Advocates of legalization in the United States and Mexico argue that 
California's Proposition 19 would actually hurt the drug cartels.

Given California's agricultural expertise and fertile soils, these 
advocates say, domestic marijuana yields would soar.

Much of the Mexican marijuana that reaches U.S. consumers today is a 
lower-quality, relatively inexpensive product raised on large 
mountain plantations with little husbandry.

In contrast, the meticulously tended, genetically refined, 
ultra-potent marijuana typically sold in California dispensaries for 
$20 to $40 a gram is a cartel-free local product, Eugene Davidovich 
said. His San Diego dispensary, the Best Buds Collective, acquires 
its wares only from known providers, not Mexican smugglers, he said.

"If someone comes in off the street, it doesn't matter what the price 
is - we won't buy it," said Davidovich, whose by-the-books operation 
offers medications such as Trainwreck Hash, pot-laced arthritis balm, 
and jars of crystallized super-cannabis with names such as Afghani Goo.

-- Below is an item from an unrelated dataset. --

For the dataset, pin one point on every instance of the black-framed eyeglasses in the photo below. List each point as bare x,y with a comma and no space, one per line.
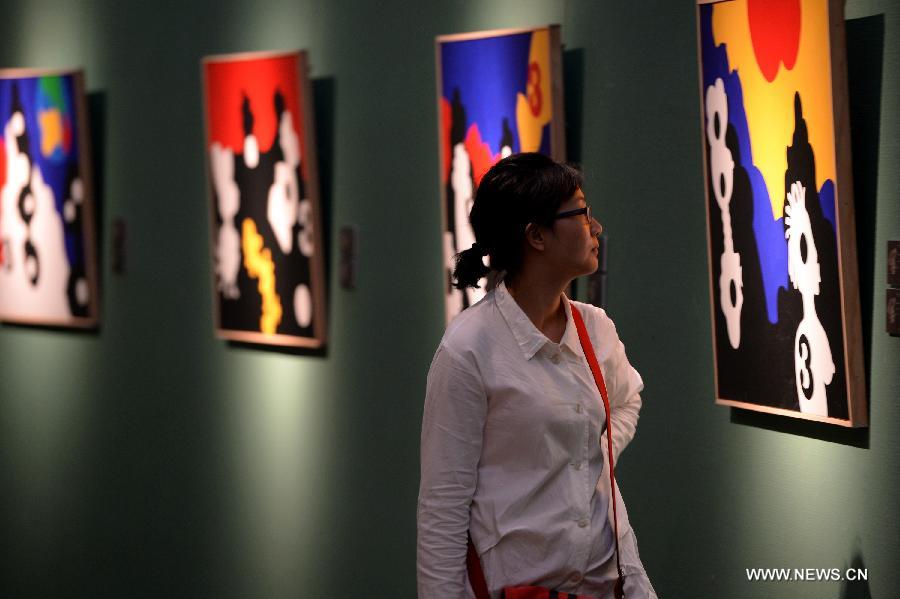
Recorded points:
586,211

As much as half of the U.S. marijuana supply is now domestically 
produced, according to Drug Enforcement Administration estimates, and 
the homegrown trend has already cut into the earnings of Mexican 
cartels. The criminals have responded by setting up indoor operations 
in the United States or large outdoor plots on public lands.

In California, medical marijuana has become a fig leaf for those who 
want to legally smoke pot.

At one San Diego area doctor's office next to a driving school and a 
Christian youth center, walk-in patients can fill out a 
questionnaire, undergo a four-minute consultation with a physician, 
and purchase a medical marijuana certificate with a "420" 
identification card granting them access to the state's dispensaries.

In Mexico, the governors of the states that grow the most marijuana 
and face the most drug violence have warned that no solution is 
possible unless Mexico and the United States adopt a single, 
coordinated approach to drug use and drug trafficking, and Mexico's 
president has made clear that he agrees. "If there is not an 
international approach, Mexico will pay the costs and will get none 
of the benefits," Calderon said in a recent debate. "The price of 
drugs is not determined by Mexico. The price of drugs is determined 
by the consumers in Los Angeles, New York and Chicago."